F. W. Hasluck
(Christianity and Islam Under the Sultans, -Ed. By Margaret M. Hasluck, Oxford 1929, vol: 1, p. 158-159.)
"The Kizilbash of Lycia (the province of Tekke) are as already stated, numerous and generally known as Takhtaji (woodcutters) on account of their employment, but like the Kizilbash elsewhere they call themselves Alevi and are connected with the Bektashi order of dervishes, whose local centre is at Elmali. They are said to owe their conversation to Shia Islam to missionary sheiks dispatched from Konia in the fourteenth century. This woodcutter caste of Takhtaji exists in Cilicia also, where it has embraced a form of the Shia faith and therefore would be reckoned Kizilbash by the Turks.

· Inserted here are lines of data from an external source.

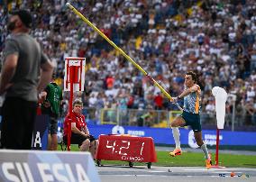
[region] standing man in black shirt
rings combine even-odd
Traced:
[[[0,77],[3,105],[1,148],[30,150],[38,93],[50,81],[53,66],[41,46],[29,35],[32,17],[26,10],[13,12],[4,50]]]

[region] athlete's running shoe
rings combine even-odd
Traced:
[[[175,149],[173,151],[169,152],[171,157],[180,156],[182,154],[181,149]]]

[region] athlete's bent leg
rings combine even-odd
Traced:
[[[177,155],[181,155],[181,148],[180,148],[180,140],[179,140],[179,130],[178,126],[184,126],[186,124],[186,122],[181,116],[177,117],[170,124],[172,129],[172,135],[175,141],[175,150],[172,152],[169,152],[169,155],[174,157]]]

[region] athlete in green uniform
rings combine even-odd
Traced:
[[[59,116],[59,109],[62,102],[62,90],[54,82],[54,76],[52,81],[47,85],[44,94],[45,100],[41,105],[41,113],[49,114],[49,135],[48,135],[48,150],[57,150],[58,147],[58,118]]]

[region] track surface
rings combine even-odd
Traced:
[[[256,168],[213,168],[206,169],[201,167],[156,167],[146,166],[104,166],[96,167],[102,182],[132,181],[256,181]],[[231,172],[235,176],[231,177]],[[225,174],[225,177],[220,177]],[[241,175],[241,177],[238,177]],[[223,175],[224,176],[224,175]]]

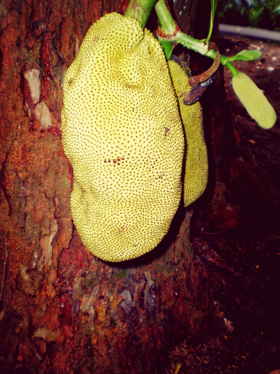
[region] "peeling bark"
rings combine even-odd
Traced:
[[[90,26],[127,3],[2,2],[3,371],[159,373],[171,347],[203,331],[211,310],[208,275],[189,241],[191,211],[178,212],[155,250],[117,266],[88,252],[72,225],[62,80]]]

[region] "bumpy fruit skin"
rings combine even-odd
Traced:
[[[82,240],[105,260],[138,257],[165,235],[181,193],[184,134],[160,45],[136,20],[106,15],[88,31],[63,92]]]
[[[232,77],[232,86],[251,116],[264,129],[270,129],[277,119],[275,111],[263,93],[248,75],[239,71]]]
[[[168,63],[179,103],[186,143],[183,163],[183,192],[184,204],[187,206],[202,194],[207,183],[207,150],[204,141],[202,111],[198,102],[192,105],[185,105],[183,102],[184,97],[181,94],[191,89],[186,72],[188,70],[190,73],[189,69],[186,66],[183,68],[173,60]]]

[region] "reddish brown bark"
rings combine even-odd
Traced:
[[[184,4],[179,2],[175,12],[179,25],[205,37],[208,1],[188,2],[181,13]],[[161,373],[173,344],[185,334],[195,336],[207,329],[212,313],[211,276],[194,257],[190,242],[191,211],[178,212],[167,237],[150,254],[117,265],[99,260],[83,245],[72,225],[71,170],[60,140],[64,74],[91,24],[106,13],[123,14],[127,1],[3,3],[0,369]],[[149,22],[155,27],[152,15]],[[196,61],[192,62],[196,73],[211,63]],[[212,89],[216,97],[222,96],[220,87],[218,81]],[[235,200],[234,209],[227,209],[225,191],[232,181],[229,170],[236,185],[243,188],[236,171],[240,152],[231,164],[223,146],[225,142],[236,149],[238,133],[224,127],[223,105],[219,99],[214,103],[213,92],[205,99],[205,122],[219,179],[208,217],[217,217],[216,209],[222,212],[214,218],[216,226],[220,221],[236,227],[241,208]],[[213,168],[211,172],[210,195]],[[199,226],[207,217],[200,219]]]
[[[190,211],[178,213],[156,249],[117,266],[89,253],[72,225],[62,79],[91,25],[126,4],[3,2],[3,370],[160,372],[178,337],[200,330],[211,310],[208,276],[189,242]]]

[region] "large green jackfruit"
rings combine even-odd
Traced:
[[[200,196],[207,183],[207,150],[204,141],[202,111],[198,101],[191,105],[185,105],[183,102],[182,94],[187,93],[191,88],[187,74],[188,70],[190,75],[190,71],[185,65],[182,67],[173,60],[168,63],[179,103],[186,140],[183,171],[183,192],[184,204],[187,206]]]
[[[63,82],[62,145],[84,244],[105,260],[153,248],[180,200],[184,135],[161,46],[139,22],[107,14]]]

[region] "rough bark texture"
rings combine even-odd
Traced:
[[[178,337],[206,326],[212,290],[194,259],[191,211],[156,249],[117,266],[89,253],[72,225],[62,79],[91,24],[127,2],[1,6],[3,372],[161,373]]]

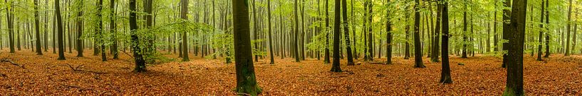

Although we have little exact information on the religion of the Lycian Takhtaji, what we have confirms the idea of their close religious connexion with the Kizilbash farther east. Thus, every Lycian Takhtaji tribe, however small, has a Baba or Dede, whose office is hereditary. Again, confession and absolution ceremonies exist among them as among the Kizilbash, (6) while Kizilbash and Takhtaji alike claim to have a sacred book...."
Site Editor's Note: Foot Notes are not taken.